In the wake of the upcoming (though slightly delayed) employer shared responsibility (or “play or pay”) requirements of the Patient Protection and Affordable Care Act, there's been increased interest in self-funded health plans, particularly among those employers who will be subject to the requirement. The benefits community will likely face many questions from current and potential customers about self-funding options and this overview will briefly touch on the basics of self-funded plans, the pay or play requirements, and a few reasons that PPACA may have caused increased interest in self-funding. 

In short, self-funding is the absence of health insurance provided by a third party. Self-funded health plans operate by paying claims from the plan sponsor's general assets, usually combined or offset by participant contributions, instead of purchasing insurance through an insurance company by paying premiums. In some cases, plan sponsors pay claims from a trust that is funded by plan sponsor contributions and participant contributions. Self-funding also is called “self-insurance,” which indicates the plan sponsor's assumption of the responsibility to pay benefit claims and to accept the risk of those claims exceeding its expectations, thereby self-insuring the risk.

PPACA's play or pay rules require those employers with 50 or more full-time equivalents to provide health coverage under an employer-sponsored plan to all full-time employees, which are those who work an average of 30 hours per week or more. The plan generally must meet certain minimum value requirements and be affordable to the employee. If an employer does not comply with these requirements, it will face stiff penalties. The play or pay mandate was set to be effective Jan. 1, 2014, but it was announced recently by the Treasury Department that it is pushing the mandate's effective date to Jan. 1, 2015.

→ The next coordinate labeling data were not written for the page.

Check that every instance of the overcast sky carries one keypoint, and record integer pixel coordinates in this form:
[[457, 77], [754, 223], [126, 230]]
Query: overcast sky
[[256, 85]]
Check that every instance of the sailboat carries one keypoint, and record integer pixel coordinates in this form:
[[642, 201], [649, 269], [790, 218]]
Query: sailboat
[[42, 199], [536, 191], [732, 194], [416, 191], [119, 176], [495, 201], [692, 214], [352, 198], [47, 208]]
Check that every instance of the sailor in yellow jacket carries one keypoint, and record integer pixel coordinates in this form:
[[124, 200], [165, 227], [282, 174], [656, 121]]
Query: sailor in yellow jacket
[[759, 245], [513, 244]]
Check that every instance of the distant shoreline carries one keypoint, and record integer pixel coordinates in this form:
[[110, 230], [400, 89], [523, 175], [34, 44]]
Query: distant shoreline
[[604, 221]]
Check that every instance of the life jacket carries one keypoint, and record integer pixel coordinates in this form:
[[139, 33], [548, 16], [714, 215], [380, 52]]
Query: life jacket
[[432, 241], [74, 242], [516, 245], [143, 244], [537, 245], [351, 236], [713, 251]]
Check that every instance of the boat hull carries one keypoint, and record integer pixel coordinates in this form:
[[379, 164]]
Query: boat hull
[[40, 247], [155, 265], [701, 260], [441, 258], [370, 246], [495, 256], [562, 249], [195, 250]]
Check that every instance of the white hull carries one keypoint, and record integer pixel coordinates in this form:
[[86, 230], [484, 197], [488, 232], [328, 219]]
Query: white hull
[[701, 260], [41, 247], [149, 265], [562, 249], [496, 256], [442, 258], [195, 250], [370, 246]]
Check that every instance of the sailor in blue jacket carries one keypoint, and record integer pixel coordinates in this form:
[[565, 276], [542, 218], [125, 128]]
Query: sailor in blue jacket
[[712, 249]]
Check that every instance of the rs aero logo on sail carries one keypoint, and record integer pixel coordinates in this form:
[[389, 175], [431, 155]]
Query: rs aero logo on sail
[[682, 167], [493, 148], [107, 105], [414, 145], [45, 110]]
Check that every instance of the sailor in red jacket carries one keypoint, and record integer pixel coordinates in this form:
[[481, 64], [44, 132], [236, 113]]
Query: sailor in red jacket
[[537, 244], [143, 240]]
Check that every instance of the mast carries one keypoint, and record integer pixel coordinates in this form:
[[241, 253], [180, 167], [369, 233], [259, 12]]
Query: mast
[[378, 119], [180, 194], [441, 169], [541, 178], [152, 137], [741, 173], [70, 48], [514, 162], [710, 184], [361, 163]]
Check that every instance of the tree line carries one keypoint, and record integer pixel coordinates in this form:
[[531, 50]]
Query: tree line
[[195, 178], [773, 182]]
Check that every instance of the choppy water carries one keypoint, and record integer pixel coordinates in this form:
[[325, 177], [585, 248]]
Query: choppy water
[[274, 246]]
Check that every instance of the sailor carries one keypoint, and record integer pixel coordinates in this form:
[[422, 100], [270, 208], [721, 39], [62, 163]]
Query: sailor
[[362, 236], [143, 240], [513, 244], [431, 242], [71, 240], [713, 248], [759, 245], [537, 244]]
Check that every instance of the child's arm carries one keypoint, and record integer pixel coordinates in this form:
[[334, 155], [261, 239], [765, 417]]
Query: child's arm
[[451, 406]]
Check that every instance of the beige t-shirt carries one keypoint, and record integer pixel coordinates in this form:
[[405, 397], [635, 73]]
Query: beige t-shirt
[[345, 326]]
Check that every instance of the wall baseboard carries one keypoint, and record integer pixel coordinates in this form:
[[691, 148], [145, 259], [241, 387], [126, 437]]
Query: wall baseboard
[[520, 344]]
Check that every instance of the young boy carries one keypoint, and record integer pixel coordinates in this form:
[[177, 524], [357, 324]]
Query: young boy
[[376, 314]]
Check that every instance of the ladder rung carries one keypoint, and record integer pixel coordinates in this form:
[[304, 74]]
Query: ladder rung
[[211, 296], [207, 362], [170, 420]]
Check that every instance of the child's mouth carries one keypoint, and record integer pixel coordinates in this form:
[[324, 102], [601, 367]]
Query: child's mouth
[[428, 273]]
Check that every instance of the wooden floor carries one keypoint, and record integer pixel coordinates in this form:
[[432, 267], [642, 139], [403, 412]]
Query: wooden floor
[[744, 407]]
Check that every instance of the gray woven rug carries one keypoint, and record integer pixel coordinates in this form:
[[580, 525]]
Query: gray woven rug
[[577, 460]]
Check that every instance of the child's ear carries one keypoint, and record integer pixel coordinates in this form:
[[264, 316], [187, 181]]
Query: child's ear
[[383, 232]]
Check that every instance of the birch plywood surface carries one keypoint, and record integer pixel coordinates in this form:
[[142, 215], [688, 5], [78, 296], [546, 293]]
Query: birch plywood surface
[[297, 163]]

Many of the employers who will be subject to the requirements to offer health coverage to their full-time employees are now faced with the added cost of providing coverage to many more employees than currently eligible under their plans (or offering a plan at all where they never have before). Some may look to a self-funded plan to meet their needs and comply with the law. Interest has increased in self-funding in the wake of PPACA for a variety of reasons:

  • New fees and mandates for insurers. Insurance companies are facing a variety of new fees under PPACA, which will likely increase expenses, which will be reflected in premium rates and passed on to policyholders. PPACA also imposes rating limitations, as well as guaranteed-renewability and guaranteed-availability rules on insurers that are anticipated to drive up costs (and as a result, premiums). Employers that complete a cost/benefit analysis comparing the rising cost of insurance premiums to the costs of self-funding may find that self-funding could generate savings.
  • Less risk if employer decides to go back to insured plan. Under the guaranteed availability rule mentioned above, beginning in 2014, health insurance issuers in the group market must allow an employer to purchase health insurance coverage for a group health plan at any point during the year. Because of this rule, employers who attempt self-funding and find it too costly may find it easier to move back to an insured product. This may encourage those employers who thought self-funding was too risky in the past to give it a try.
  • Loss of availability of carve-out plans for management. A current benefit of sponsoring an insured plan instead of a self-funded arrangement is the avoidance of the nondiscrimination rules under the Internal Revenue Code's section 105(h), which currently apply to self-funded plans only. PPACA applies nondiscrimination rules similar to those of section 105(h) to insured plans, which may cause problems for employers who continue to sponsor carve-outs for management or other highly-compensated employees. While the effective date of this provision of PPACA is currently unknown, those employers who maintained an insured arrangement because of this particular benefit may soon be less inclined to do so.
  • Easier integration of wellness programs. A major focus of PPACA has been to emphasize preventive care and wellness programs in the workplace in order to keep people healthier and reduce health care costs down the road as people age. In particular, PPACA has increased the permissible differential in the cost of coverage that employer plans may charge depending on whether an employee participates in a wellness or disease management program (particularly targeting tobacco use). Employers wishing to implement wellness or disease management programs may find that integration of these programs is easier in a self-funded arrangement, because communication and access to claims data may be easier with a third-party administrator rather than an insurance company.  Self-funded plans may also be able to better tailor wellness programs to the needs of their employees because they will not be limited to the products available from insurance companies. Finally, some self-funded plan sponsors may realize savings from their wellness or disease management programs much more quickly than insured plan sponsors, who have to wait for the savings to trickle through the experience rating in future insurance premiums.

These are just a few aspects of PPACA that may affect an employer's decision to self-insure their health plan, whether because employers are now forced to comply with play or pay, or simply because they are attempting to navigate the changing waters of the post-PPACA health insurance world.